Résumé de la décision
Par une décision datée du 14 juin 2016, le bureau d'aide juridictionnelle a rejeté la demande d'aide juridictionnelle de M. A.... En réponse à un recours formé par M. A..., le président de la deuxième chambre du tribunal administratif de Mayotte a déclaré sa requête manifestement irrecevable, estimant qu'elle n'était pas suffisamment précise pour permettre d'apprécier son bien-fondé. M. A... n'ayant pas contesté ce motif, et son délai d'appel étant expiré, sa demande a été définitivement rejetée comme irrecevable.
Arguments pertinents
1. Irrecevabilité de la demande : Le président du tribunal a utilisé l'article R. 222-1 du Code de justice administrative, notamment son paragraphe 7°, pour rejeter la requête de M. A... sur la base de son caractère manifestement irrecevable. Il a constaté que celle-ci manquait de précisions essentielles permettant d'en apprécier le bien-fondé.
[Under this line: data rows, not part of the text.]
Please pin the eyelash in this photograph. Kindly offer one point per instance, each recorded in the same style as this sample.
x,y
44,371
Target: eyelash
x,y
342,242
2. Conséquences de l’absence de contestation : M. A... n'a pas contesté la motivation d'irrecevabilité de sa demande devant la cour, renforçant ainsi la légitimité du rejet. La cour a constaté qu'il ne fournissait pas des éléments suffisants pour qu'un jugement puisse être prononcé.
3. Expiration du délai de recours : La cour souligne que le rejet de la demande d'aide juridictionnelle de M. A... prive ce dernier de la possibilité de régulariser sa requête, d'autant plus que le délai d'appel était déjà expiré.
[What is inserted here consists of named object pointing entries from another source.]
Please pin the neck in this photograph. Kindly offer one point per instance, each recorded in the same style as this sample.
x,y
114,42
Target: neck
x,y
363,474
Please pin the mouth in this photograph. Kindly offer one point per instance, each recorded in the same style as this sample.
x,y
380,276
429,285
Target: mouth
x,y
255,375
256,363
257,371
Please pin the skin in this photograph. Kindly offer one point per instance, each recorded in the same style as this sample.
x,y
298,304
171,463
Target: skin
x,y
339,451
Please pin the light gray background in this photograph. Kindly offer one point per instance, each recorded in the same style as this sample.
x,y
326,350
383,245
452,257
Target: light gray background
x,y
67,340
Interprétations et citations légales
- Article R. 222-1 du Code de justice administrative : Cet article confère aux présidents de formation de jugement la faculté de rejeter des requêtes jugées manifestement incompétentes ou irrecevables. En instance, le 7° de cet article précise que le président peut rejeter les requêtes qui ne comportent pas de moyens valables ou de précisions suffisantes pour leur appréciation.
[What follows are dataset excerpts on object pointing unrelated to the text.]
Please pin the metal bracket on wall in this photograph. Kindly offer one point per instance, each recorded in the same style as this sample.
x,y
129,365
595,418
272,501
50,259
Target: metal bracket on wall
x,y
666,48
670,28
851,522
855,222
- Article R. 411-1 du Code de justice administrative : Cet article stipule que la juridiction est saisie par requête qui doit contenir un exposé des faits et des moyens. M. A... ne respectait pas cette exigence, ce qui a conduit à l'irrecevabilité de sa demande.
- Délai de recours : La décision rappelle que le non-respect des exigences procédurales peut mener à la perte de droits, ici illustrée par l’expiration du délai d'appel qui a empêché toute régularisation de la situation.
Ainsi, en l’absence d’arguments suffisants et pertinents à soutenir sa requête, couplé à l’expiration du délai d’appel, la décision de rejet apparaît conforme aux exigences légales en matière de procédure administrative.